Luca Furieri, University of Oxford
Learning to Optimize with Guarantees
Luca Furieri is a Principal Investigator at EPF Lausanne since 2023. He will join the University of Oxford as an Associate Professor in June 2025. His research focuses on optimal control and optimization for distributed decision-making and large-scale cyber-physical systems. Previously, he has been a Postdoctoral researcher at the Automatic Control Laboratory, EPFL. In 2020, he has been awarded a Ph.D. degree in Control and Optimization from ETH - Zurich. He has received the SNSF Ambizione career grant in 2022, the IEEE Transactions on Control of Network Systems Best Paper Award in 2022, and the American Control Conference O. Hugo Schuck Best Paper Award in 2018.
Andrea Iannelli, University of Stuttgart
A Linear Parameter-Varying Framework for the Analysis Optimization
Andrea Iannelli is an Assistant Professor in the Institute for Systems Theory and Automatic Control at the University of Stuttgart (Germany). He completed his MSc in Aerospace Engineering at the University of Pisa (Italy) and received his PhD from the University of Bristol (United Kingdom) on robust control and dynamical systems theory. He was a postdoctoral researcher in the Automatic Control Laboratory at ETH Zürich (Switzerland). His main research interests are at the intersection of control theory, optimization, and learning, with a particular focus on robust and adaptive optimization-based control, uncertainty quantification, and sequential decision-making problems. He serves the community as Associated Editor for the International Journal of Robust and Nonlinear Control and as IPC member of various international conferences in the areas of control, optimization, and learning. He is the general chair of the Symposium on Systems Theory in Data and Optimization (SysDO) 2024.

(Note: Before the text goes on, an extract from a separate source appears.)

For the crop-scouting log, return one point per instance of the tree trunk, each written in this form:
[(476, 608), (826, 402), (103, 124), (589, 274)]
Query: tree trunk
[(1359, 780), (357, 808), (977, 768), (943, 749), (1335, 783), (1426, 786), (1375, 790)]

Guido Carnevale, University of Bologna
System Theory for Distributed Optimization and Optimal Control
Guido Carnevale is a Junior Assistant Professor in the Dept.~of Electrical, Electronic, and Information Engineering at University of Bologna. He received the M.Sc. degree summa cum laude in Automation Engineering from the University of Bologna, in 2019, and the PhD degree in Biomedical, Electrical, and Systems Engineering from the same university. He was a visiting scholar at the University of Oxford in 2022. His research interests include distributed optimization and games over networks and optimal control.
Ivano Notarnicola, University of Bologna
A Passivity-Based Approach to Analyze the ADMM for Constrained-Coupled Optimization
Ivano Notarnicola received the MSc in Computer Engineering and the PhD degree in Engineering of Complex Systems from the University of Salento, Lecce (Italy) in 2014 and 2018, respectively. From 2018 to 2020, he was a Post-doctoral fellow with the Department of Electrical Engineering at the University of Bologna (Italy) where he is currently senior assistant professor. He received the 2021 IEEE Transactions on Control of Network Systems Outstanding Paper Award from the IEEE CSS. He is an Associate Editor of the IEEE CSS Conference Editorial Board. His ongoing research focuses on distributed optimization, optimal control algorithms and system theory for optimization algorithms in learning and network systems.